F. V. Mareš in his opening contribution as a member of the Macedonian Academy of Sciences and Arts (cf. Das Verhältnis der Belebtheits- und Determinierungskategorie im Slavischen, MASA, Opening addresses, contributions and bibliography, 1982, 162-175) formulates an interesting thesis on the complementary distribution of the grammatical categories of definiteness and of animacy in Slavic languages. He argues that in the Northern Slavic languages all the markers of the referential definiteness, present in Old Church Slavonic texts, were successively eliminated and compensated by the development of the new category of animacy, while in the Balkan Slavic languages the category of definiteness was developed and consolidated. In order to prove his thesis Mareš carries a detailed analysis of the grammatical means functioning as exponents of the two complementary categories in particular Slavic languages. Finally, he looks for the cause of such a development and comes with the answer that it could be triggered by the “therapeutic” need to differentiate the nominative from the accusative in the old singular masculine paradigmes.

In my paper I would like to present some pragmatic and semantic factors relevant for the development of the two categories in question. I am focusing on the anthropocentric principle and its role in the evolution of Slavic nominal systems.

Станислава-Сташа Тофоска

^ Verbal Predicates Carriers Of Evidential Information in Macedonian and Polish

Evidential meanings specify the source of knowledge expressed in assertions, more precisely: they specify the source of knowledge by virtue of which the speaker feels entitled to make a statement. Any grammatical or lexical expression conventionally containing such a meaning component ought to be regarded as a marker of evidentiality. Macedonian is one of not many languages in which the category of evidentiality is regularly gramaticalized (by the sum-perfect), while in Polish lexical markers for evidentiality are predominant.

In this paper are disscussed some verbal predicates (verbs denoting speech acts and mental states) which carry (lexical) information about evidentiality in Macedonian and Polish.
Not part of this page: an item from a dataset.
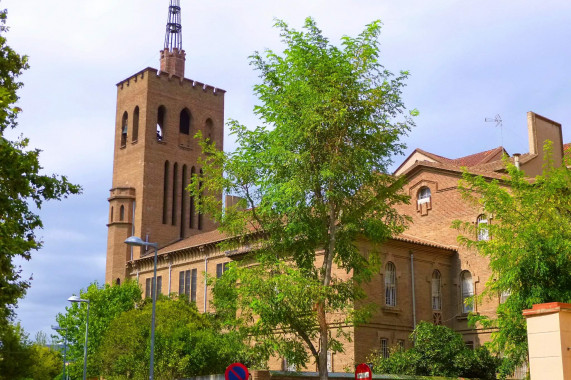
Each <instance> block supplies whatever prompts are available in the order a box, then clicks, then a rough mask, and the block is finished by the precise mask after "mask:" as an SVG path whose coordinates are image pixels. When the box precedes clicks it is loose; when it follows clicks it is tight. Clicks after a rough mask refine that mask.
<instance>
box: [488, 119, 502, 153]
mask: <svg viewBox="0 0 571 380" xmlns="http://www.w3.org/2000/svg"><path fill="white" fill-rule="evenodd" d="M484 121H485V122H486V123H496V127H500V137H501V142H502V146H504V128H503V121H502V117H501V116H500V114H497V115H496V116H495V117H494V118H491V117H487V118H485V119H484Z"/></svg>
The aim of the paper is to point out these lexical expressions, to find out if and how the grammatical and lexical markers of evidentiality combine in the statements with these verbal predicates in Macedonian and to compare to the situation in Polish.


Я. И. Бьорнфлатен

^ Грамматикализация в исторической морфологии русского языка: “На халава вянцы надели”
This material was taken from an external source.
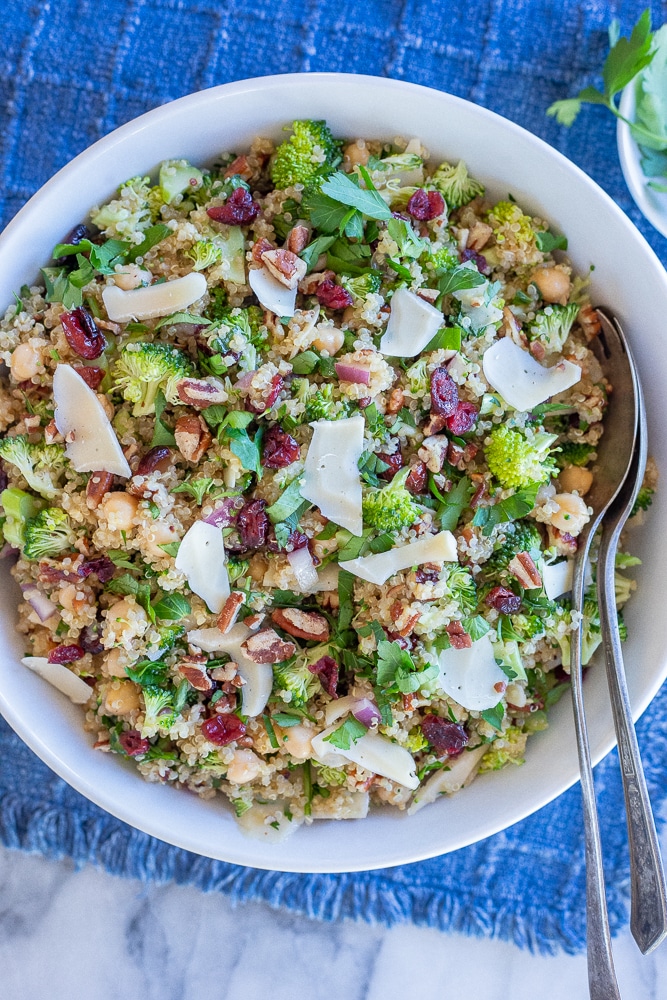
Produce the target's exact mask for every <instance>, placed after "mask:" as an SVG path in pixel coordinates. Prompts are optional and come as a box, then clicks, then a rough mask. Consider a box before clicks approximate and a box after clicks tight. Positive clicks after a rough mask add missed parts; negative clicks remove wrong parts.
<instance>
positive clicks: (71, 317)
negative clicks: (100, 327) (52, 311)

Грамматикализация, им./ вин. мн. ч. площадя, галава

Известно, что в русском языке, в отличие от всех остальных славянских языков, окончание существительных на -á им./ вин. мн. ч. весьма широко распространено. Если оно в литературном языке охватывает большое количество существительных мужского рода, то оно в разговорном языке и в просторечии охватывает и существительные женского рода, типа площадь - площадя, мать - матеря. В некоторых говорах, прежде всего в южнорусских, окончание - á наблюдается даже в существительных второго склонения, например приехать в чужие земля, сунуть под голова.

В то время как формы типа площадя можно интерпретировать как результат пропорциональной аналогии:

дом - домá

площадь - Х Х = площадя

это едва ли возможно когда речь идет о формах типа голова - голова. В этом случае пропорциональная аналогия не применима:

дом - домá

головá - Х Х? = головá

На фоне исторического развития русского склонения и в свете теории грамматикализации предпринимается попытка объяснить формы им./ вин. падежей мн. ч. на -á.